Kisah-kisah ini ditulis demi menyadarkan kita tentang dunia kecil kita yang sedang berobah dan boleh jadi akan hilang lenyap ditelan perobahan itu sendiri. Maka kita perlu mewaspadai dan menyiasati setiap perobahan yang melanda dunia kecil kita. Bila tidak, maka sebagai suku-suku kecil di tengah dunia Indonesia yang besar dan terus berobah, boleh jadi, kita akan kehilangan pegangan dan identitas kita.
Memang benarlah kata orang bijak, segala sesuatu terus berobah. Tidak ada yang abadi di dunia ini, kecuali perobahan itu sendiri. Heraclitus, Filsuf Yunani, yang hidup sekitar 2000 tahun yang lalu di kota Ephesus, menggunakan istilah, Panta Rhei, segala sesuatu mengalir ibarat sebuah sungai. Air sungai yang kita sentuh atau minum 5 menit yang lalu, sudah tidak sama dengan air sungai yang kita sentuh atau minum 5 menit kemudian.
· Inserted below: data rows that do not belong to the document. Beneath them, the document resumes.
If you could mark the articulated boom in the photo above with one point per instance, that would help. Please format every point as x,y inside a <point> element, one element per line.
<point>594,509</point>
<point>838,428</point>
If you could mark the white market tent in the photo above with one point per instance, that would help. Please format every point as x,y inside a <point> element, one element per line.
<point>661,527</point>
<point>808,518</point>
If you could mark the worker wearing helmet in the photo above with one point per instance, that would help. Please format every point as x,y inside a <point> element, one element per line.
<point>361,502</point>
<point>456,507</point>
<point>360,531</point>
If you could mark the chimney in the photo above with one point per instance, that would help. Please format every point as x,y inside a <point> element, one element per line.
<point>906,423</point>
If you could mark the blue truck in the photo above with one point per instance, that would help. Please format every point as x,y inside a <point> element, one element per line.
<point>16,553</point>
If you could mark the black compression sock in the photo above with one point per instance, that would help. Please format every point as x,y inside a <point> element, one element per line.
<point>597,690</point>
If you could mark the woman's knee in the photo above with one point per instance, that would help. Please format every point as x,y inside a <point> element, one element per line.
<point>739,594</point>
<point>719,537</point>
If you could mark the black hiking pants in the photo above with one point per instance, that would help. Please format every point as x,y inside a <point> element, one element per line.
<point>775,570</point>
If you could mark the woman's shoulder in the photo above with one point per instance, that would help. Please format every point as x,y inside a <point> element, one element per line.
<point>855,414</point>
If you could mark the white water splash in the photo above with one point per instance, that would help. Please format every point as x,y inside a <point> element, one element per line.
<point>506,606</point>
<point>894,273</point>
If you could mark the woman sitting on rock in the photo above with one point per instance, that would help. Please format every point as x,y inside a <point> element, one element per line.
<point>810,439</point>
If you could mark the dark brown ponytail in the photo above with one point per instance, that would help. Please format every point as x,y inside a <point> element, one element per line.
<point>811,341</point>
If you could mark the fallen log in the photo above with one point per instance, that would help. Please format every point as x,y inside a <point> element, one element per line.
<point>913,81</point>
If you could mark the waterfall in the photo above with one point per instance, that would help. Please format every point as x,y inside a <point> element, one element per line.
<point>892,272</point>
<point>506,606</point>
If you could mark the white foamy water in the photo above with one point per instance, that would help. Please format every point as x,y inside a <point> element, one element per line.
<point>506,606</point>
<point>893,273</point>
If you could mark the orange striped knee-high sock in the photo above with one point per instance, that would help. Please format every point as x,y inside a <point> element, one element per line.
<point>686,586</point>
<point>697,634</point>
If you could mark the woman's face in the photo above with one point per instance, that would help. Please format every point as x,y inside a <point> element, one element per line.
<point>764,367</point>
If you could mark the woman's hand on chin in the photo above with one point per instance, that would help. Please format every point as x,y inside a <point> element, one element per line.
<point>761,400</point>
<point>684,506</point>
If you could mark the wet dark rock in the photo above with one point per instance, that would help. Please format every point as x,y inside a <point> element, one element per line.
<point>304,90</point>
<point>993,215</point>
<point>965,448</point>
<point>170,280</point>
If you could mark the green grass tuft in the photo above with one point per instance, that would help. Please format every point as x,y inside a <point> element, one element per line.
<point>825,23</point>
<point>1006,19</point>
Hal yang tidak pernah berobah hanyalah perobahan itu sendiri. Demikian juga halnya dengan kehidupan Orang Asli Papua di dunia kecilnya. Ada perobahan yang terus menerus datang menerpa dunia kecilnya, diundang atau tidak diundang, diterima atau tidak diterima. Ibarat sungai yang terus mengalir siang dan malam.
Selamat membaca!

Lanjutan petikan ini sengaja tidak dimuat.